Gov. Mark Sanford’s disappearance echoes a notorious 1926 incident.

Aimee Semple McPherson

Mark Sanford’s sudden disappearance and subsequent confession to an extramarital affair is so deeply odd that at first it would seem an episode without precedent in American history. In fact, though, it is a less-brazen replay of Aimee Semple McPherson’s faked kidnapping in May 1926.

Sister Aimee is poorly remembered today, but in her time she was infinitely more famous than the South Carolina governor. A Pentecostal minister and proprietress of the Angelus Temple in Los Angeles’ Echo Park neighborhood (seating capacity: 5,000), McPherson was the first evangelist to build a massive broadcast audience—the broadcast medium in this instance being radio. In a 1977 American Heritage article, William B. Hamilton described her method:

The cause of Aimee’s success was not her so-called Foursquare Gospel: biblical infallibility, conversion, religious healing, and the imminent return of Christ. It was her vibrant personality, unconventional preaching, and, especially, her flair for drama and publicity that won her the loyalty—and money—of her people. Aimee gave them a show, and they were willing to pay for it. Angelus Temple was fitted out with a stage on which Sister enacted sacred operas and religious tableaux. Dancing devils complete with hellfire and pitchforks were routed before the eyes of the assembly by the godly gunfire of Aimee’s Army.

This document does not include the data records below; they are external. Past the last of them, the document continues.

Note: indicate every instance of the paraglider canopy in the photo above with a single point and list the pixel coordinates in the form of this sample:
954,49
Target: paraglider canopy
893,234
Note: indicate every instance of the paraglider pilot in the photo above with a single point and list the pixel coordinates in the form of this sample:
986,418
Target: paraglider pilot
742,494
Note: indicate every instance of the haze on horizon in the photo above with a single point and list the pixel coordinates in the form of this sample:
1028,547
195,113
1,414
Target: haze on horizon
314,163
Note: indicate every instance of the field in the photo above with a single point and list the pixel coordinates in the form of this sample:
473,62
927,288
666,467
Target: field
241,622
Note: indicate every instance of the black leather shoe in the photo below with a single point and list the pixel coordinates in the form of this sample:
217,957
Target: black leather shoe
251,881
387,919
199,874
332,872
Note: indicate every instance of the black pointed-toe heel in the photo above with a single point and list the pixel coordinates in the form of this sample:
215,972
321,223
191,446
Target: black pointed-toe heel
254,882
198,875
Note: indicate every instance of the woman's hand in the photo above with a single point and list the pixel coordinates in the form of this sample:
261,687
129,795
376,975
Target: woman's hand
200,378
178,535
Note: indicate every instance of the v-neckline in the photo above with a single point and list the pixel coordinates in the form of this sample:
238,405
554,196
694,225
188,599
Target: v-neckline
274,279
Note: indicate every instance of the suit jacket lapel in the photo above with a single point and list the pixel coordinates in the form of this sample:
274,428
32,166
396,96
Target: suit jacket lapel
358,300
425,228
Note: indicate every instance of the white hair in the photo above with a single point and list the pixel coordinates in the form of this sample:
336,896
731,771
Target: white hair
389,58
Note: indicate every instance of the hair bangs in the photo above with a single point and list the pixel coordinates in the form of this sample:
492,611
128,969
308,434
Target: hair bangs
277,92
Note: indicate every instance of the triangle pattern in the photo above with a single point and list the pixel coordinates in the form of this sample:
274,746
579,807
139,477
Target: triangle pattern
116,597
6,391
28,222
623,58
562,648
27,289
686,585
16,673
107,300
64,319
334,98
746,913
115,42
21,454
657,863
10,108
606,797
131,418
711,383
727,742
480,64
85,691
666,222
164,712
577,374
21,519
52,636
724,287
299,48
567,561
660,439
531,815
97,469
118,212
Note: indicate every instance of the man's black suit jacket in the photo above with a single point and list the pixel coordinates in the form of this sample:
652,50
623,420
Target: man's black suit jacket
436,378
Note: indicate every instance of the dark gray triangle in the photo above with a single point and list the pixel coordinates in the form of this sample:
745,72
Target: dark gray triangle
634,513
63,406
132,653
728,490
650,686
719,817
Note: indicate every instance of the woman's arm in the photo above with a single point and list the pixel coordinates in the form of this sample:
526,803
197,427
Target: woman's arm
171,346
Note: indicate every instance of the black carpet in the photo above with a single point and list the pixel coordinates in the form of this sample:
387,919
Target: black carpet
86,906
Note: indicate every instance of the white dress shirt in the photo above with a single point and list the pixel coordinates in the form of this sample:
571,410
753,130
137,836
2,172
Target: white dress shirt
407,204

On May 18, 1926, Sister Aimee disappeared while swimming near Venice Beach. Many believed she’d drowned, but McPherson’s mother received a ransom note from a group called “the Avengers.” If she did not pay $500,000, the note threatened, the Avengers would sell Sister Aimee into white slavery! The mystery of McPherson’s disappearance became a huge national story—much bigger than Sanford’s—and after 32 days, McPherson surfaced on the Mexico-Arizona border. She claimed she’d been kidnapped, tortured, and drugged by two baddies named Steve and “Mexicali Rose” and that she’d finally escaped by sawing through her ropes with the sharp edge of a tin can and walking 13 hours across the desert. (Sanford’s purported quiet hike along the Appalachian Trail is a poor substitute.) Hollywood filmmakers instantly dramatized her story.

The trouble was, her story was deeply suspicious from the start. Her shoes were unscuffed, the Mexican shack where she claimed she’d been held could not be located, and although she’d disappeared from sight wearing a bathing suit, she reappeared fully clothed. Prosecutors became so frustrated with McPherson that they went after her for perjury. The investigation that followed uncovered considerable evidence that Sister Aimee had in fact run off with her lover, an employee and radio engineer named Kenneth Ormiston. But this was never proven, in part because McPherson, unlike Sanford, never, ever flinched from repeating her quite obviously untrue story. Although the press thereafter viewed her as a fraud, McPherson returned to her ministry, which she continued until she died (from an overdose of sleeping pills) in 1944. After her death, her son Rolf became pastor of the Angelus Temple. When Rolf died earlier this month at age 96, it was observed, “He didn’t have the charisma that she did.”

That, Gov. Sanford, is what we call panache.